UCB Undergraduate Researcher

The prospect of long-term organ storage through cryopreservation may be a step closer to reality, thanks to work in progress by graduating Cal senior Pam Chitamitara. CREA spoke with Chitamitara at the recent UCB undergraduate biology research symposium, where she presented a poster.

Pam Chitamitara and poster Currently, organs destined for transplant have a shelf life of "a matter of hours" outside the body, says Chitamitara. One possible method of preservation is to freeze the organs in liquid nitrogen, preventing decay. But total freezing of tissue is not currently feasible due to a serious side-effect: ice crystals form and penetrate through cells, cleaving the tissue and causing irreparable damage. Although this damage can be modulated by gradual freezing, the organs are still nonfunctional after thawing.

Chitamitara sought to test an alternative solution: limiting the amount of damage that ice could do in the first place. Working with advisors Natalya Lyubynska and Dr. Paola S. Timiras, along with researchers at Biotime, Inc., Chitamitara collected and cultured fibroblast cells from a large number of organs in Syrian hamster. She then added several protective chemicals, including dimethylsulfoxide (DMSO), to the cells and froze them. Once thawed, the chemically treated cells showed significantly greater viability versus untreated controls, with the best results obtained from fibroblasts of the lung, kidney, and spleen.

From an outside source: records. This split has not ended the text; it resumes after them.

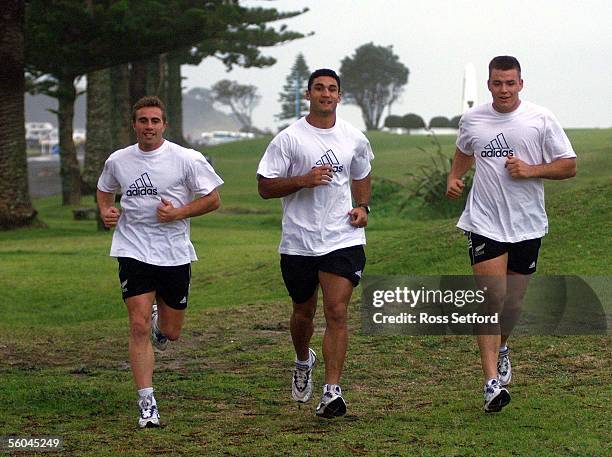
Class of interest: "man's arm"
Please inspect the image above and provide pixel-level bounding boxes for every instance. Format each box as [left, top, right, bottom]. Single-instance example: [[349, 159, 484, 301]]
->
[[257, 165, 333, 199], [157, 189, 221, 222], [96, 189, 121, 228], [506, 157, 576, 179], [446, 148, 474, 200], [349, 174, 372, 227]]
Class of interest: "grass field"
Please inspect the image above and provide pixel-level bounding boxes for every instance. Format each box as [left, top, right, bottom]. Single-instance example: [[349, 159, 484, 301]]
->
[[0, 130, 612, 456]]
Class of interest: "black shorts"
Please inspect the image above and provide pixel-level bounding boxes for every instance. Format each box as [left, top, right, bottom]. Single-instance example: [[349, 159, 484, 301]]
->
[[281, 245, 366, 303], [117, 257, 191, 309], [465, 232, 542, 275]]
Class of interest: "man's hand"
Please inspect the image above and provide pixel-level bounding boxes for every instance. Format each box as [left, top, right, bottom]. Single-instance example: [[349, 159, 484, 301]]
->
[[300, 165, 334, 188], [100, 206, 121, 228], [446, 176, 465, 200], [348, 206, 368, 228], [157, 197, 180, 222], [505, 157, 533, 179]]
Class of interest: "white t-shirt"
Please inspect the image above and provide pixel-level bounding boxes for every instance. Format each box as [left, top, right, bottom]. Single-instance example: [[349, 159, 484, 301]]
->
[[98, 140, 223, 266], [457, 101, 576, 243], [257, 117, 374, 256]]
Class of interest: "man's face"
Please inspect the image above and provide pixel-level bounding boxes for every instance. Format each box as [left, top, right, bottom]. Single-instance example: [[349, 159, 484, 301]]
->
[[134, 106, 166, 151], [487, 68, 523, 113], [306, 76, 340, 115]]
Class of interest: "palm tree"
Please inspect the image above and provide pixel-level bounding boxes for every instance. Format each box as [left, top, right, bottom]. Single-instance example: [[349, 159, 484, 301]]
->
[[0, 0, 36, 229]]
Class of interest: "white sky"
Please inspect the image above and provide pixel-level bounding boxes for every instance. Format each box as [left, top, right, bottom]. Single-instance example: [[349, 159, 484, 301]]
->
[[182, 0, 612, 130]]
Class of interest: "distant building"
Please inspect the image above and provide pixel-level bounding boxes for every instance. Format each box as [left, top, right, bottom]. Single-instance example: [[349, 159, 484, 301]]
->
[[200, 130, 255, 146], [25, 122, 87, 154]]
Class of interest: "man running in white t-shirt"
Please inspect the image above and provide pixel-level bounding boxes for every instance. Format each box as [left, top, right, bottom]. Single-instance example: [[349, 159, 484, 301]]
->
[[257, 69, 374, 418], [97, 97, 223, 427], [446, 56, 576, 412]]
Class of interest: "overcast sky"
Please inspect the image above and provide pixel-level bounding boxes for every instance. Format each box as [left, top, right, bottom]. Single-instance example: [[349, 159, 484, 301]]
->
[[183, 0, 612, 130]]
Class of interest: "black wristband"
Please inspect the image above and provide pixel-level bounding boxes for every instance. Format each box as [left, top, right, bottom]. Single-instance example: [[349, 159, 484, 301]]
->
[[357, 203, 370, 214]]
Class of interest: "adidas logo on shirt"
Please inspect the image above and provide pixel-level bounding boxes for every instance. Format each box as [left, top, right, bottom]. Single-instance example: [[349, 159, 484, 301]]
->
[[125, 173, 157, 197], [480, 133, 514, 157], [312, 149, 344, 173]]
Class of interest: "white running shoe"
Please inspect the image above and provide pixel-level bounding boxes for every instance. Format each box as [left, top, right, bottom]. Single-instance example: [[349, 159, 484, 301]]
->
[[497, 348, 512, 387], [291, 348, 317, 403], [316, 384, 346, 419], [151, 304, 168, 351], [138, 395, 159, 428], [484, 379, 510, 413]]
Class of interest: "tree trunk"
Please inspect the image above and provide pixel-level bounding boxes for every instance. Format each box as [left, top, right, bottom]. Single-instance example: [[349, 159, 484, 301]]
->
[[165, 50, 189, 146], [82, 69, 113, 195], [0, 0, 36, 229], [146, 56, 164, 95], [110, 64, 133, 151], [130, 60, 147, 105], [57, 76, 81, 205]]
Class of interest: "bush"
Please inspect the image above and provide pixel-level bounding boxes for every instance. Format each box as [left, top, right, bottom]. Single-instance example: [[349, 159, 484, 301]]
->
[[410, 134, 472, 217]]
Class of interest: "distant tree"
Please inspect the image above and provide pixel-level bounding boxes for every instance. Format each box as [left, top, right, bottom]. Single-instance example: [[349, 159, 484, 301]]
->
[[276, 53, 310, 121], [0, 0, 36, 229], [340, 43, 409, 130], [450, 115, 461, 129], [212, 79, 261, 132], [402, 113, 425, 129], [385, 114, 404, 129], [429, 116, 451, 129], [25, 0, 310, 204]]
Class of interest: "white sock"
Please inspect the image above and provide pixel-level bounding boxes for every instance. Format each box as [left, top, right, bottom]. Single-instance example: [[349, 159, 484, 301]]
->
[[323, 384, 342, 395], [138, 387, 156, 404], [295, 350, 312, 367], [485, 378, 498, 387]]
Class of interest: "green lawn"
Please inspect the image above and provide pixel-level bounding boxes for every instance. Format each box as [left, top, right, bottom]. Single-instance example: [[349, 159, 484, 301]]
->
[[0, 130, 612, 456]]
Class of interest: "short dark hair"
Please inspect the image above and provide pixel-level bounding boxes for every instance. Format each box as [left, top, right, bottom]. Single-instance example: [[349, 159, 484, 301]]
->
[[489, 56, 521, 79], [132, 95, 166, 124], [308, 68, 340, 91]]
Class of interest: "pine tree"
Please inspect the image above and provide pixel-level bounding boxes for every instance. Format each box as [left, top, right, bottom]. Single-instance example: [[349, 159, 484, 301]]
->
[[276, 53, 310, 121]]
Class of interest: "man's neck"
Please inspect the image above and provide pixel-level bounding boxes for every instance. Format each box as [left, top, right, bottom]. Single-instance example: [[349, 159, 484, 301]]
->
[[138, 138, 166, 152], [306, 113, 336, 129]]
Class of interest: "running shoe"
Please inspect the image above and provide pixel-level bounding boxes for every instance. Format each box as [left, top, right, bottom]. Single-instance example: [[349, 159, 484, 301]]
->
[[484, 379, 510, 413], [316, 384, 346, 419], [497, 348, 512, 387], [138, 395, 159, 428]]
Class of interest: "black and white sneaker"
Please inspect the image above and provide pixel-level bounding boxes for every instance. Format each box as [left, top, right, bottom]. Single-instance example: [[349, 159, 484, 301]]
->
[[497, 347, 512, 387], [291, 348, 317, 403], [484, 379, 510, 413], [138, 395, 159, 428], [316, 384, 346, 419], [151, 304, 168, 351]]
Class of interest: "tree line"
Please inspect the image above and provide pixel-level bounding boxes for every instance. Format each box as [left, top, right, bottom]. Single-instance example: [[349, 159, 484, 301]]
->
[[0, 0, 409, 229], [385, 113, 461, 130], [0, 0, 307, 229]]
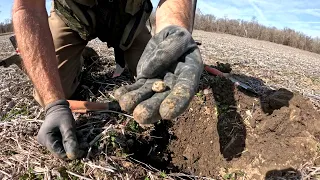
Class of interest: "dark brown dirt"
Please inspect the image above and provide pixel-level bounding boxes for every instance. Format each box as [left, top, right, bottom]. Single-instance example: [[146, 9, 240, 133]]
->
[[168, 76, 320, 179]]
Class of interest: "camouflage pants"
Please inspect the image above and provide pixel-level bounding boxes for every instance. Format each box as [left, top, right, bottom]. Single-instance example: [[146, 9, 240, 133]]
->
[[34, 8, 151, 106]]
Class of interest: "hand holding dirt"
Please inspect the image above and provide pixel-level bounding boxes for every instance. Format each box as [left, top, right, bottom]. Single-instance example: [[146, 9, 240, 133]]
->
[[152, 81, 167, 93], [115, 26, 203, 124]]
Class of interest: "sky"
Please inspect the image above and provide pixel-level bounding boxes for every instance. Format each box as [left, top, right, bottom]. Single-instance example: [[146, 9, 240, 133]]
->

How does DMSO prevent damage normally caused by freezing? The answer, as Chitamitara explains it, is quite simple: "Water molecules are drawn to the molecules of DMSO, and away from tissue. That limits the amount of damage water can do to the tissue."

Limiting that damage may be the key to eventual long-term organ preservation and reduction of the currently-sizeable transplant waiting lists in the U.S. According to the annual report of the Scientific Registry of Transplant Recipients, 46% of all organs donated in 2002 were not recovered for transplantation. A significant cause of non-recovery (12% of cases, accounting for 2,537 organs) is that no suitable recipient could be found. Longer preservation of these donor organs would improve recovery rates and help the thousands of Americans, particularly elderly Americans, in need of transplants.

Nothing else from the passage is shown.